Reputation: 1
I am working with a couple of projects that rely on class libraries. A class (of course) might use other classes that might be present or not. This is handled by the linker in a sensible way.
(edit)
Suppose a project with a single source file:
#include <iostream>
using namespace std;
class foo
{
public:
void function1(); // implementation missing
void function2(); // implementation missing
};
class bar // not used
{
void bar_fcn()
{
auto p = new foo();
p->function1();
p->function2();
}
};
int main()
{
cout << "!!!Hello World!!!" << endl;
return 0;
}
Class bar uses the missing functions. The linker ignores this silently because class bar is not referenced.

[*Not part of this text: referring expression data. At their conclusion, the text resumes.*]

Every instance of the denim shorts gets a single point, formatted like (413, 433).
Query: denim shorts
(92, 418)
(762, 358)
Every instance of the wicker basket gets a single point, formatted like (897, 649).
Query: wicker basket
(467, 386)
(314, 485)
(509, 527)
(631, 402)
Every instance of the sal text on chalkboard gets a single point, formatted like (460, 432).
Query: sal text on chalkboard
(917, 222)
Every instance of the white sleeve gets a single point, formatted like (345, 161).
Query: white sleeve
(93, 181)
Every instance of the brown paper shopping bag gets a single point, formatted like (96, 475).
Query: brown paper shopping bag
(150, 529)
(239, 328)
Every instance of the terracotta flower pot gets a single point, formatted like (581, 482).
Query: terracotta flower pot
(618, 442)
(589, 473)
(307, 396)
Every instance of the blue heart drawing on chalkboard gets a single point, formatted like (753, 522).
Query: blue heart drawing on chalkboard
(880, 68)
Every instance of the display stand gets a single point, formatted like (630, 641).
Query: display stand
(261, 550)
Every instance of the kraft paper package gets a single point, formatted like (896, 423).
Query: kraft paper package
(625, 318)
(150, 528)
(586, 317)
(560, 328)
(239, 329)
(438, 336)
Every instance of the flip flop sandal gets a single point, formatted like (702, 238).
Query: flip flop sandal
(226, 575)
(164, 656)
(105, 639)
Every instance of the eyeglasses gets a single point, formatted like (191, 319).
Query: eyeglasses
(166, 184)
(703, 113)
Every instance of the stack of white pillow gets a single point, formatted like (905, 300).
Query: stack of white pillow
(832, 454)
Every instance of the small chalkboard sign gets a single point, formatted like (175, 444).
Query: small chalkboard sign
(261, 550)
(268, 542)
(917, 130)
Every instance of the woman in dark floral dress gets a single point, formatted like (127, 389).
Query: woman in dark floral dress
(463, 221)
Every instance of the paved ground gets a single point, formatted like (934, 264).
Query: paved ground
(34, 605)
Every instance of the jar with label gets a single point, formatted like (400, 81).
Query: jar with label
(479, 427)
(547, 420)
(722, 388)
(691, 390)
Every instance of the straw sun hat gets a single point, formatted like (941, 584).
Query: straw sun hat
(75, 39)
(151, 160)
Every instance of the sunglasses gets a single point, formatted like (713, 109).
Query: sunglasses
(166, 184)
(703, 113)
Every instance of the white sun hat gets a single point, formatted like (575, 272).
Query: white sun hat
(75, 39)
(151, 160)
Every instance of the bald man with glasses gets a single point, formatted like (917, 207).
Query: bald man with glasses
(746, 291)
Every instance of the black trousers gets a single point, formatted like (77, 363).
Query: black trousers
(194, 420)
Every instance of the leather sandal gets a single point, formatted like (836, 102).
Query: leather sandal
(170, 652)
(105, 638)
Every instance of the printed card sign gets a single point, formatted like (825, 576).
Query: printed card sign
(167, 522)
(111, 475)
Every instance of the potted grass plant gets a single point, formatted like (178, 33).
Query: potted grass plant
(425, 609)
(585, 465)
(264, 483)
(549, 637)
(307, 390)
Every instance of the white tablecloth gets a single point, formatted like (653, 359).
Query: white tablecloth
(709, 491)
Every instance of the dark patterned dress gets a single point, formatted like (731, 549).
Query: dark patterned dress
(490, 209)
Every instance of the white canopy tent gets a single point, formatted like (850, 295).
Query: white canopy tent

However, with stand-alone functions, this does not work.
Modifying the source file to
#include <iostream>
using namespace std;
class foo
{
public:
void function1(); // implementation missing
void function2(); // implementation missing
};
void bar() // not used
{
auto p = new foo();
p->function1();
p->function2();
}
int main()
{
cout << "!!!Hello World!!!" << endl;
return 0;
}
the linker generates two "undefined reference" errors for the two missing functions.
I tried the -unused_section_elimination and -ffunction-section where unused functions should be eliminated, but the errors remain.
What is the theory behind that? How should the linker handle unused functions vs. unused classes? Is there any documentation on this?
I tried this with both an LLVM compiler and with MinGW.org GCC-6.3.0-1.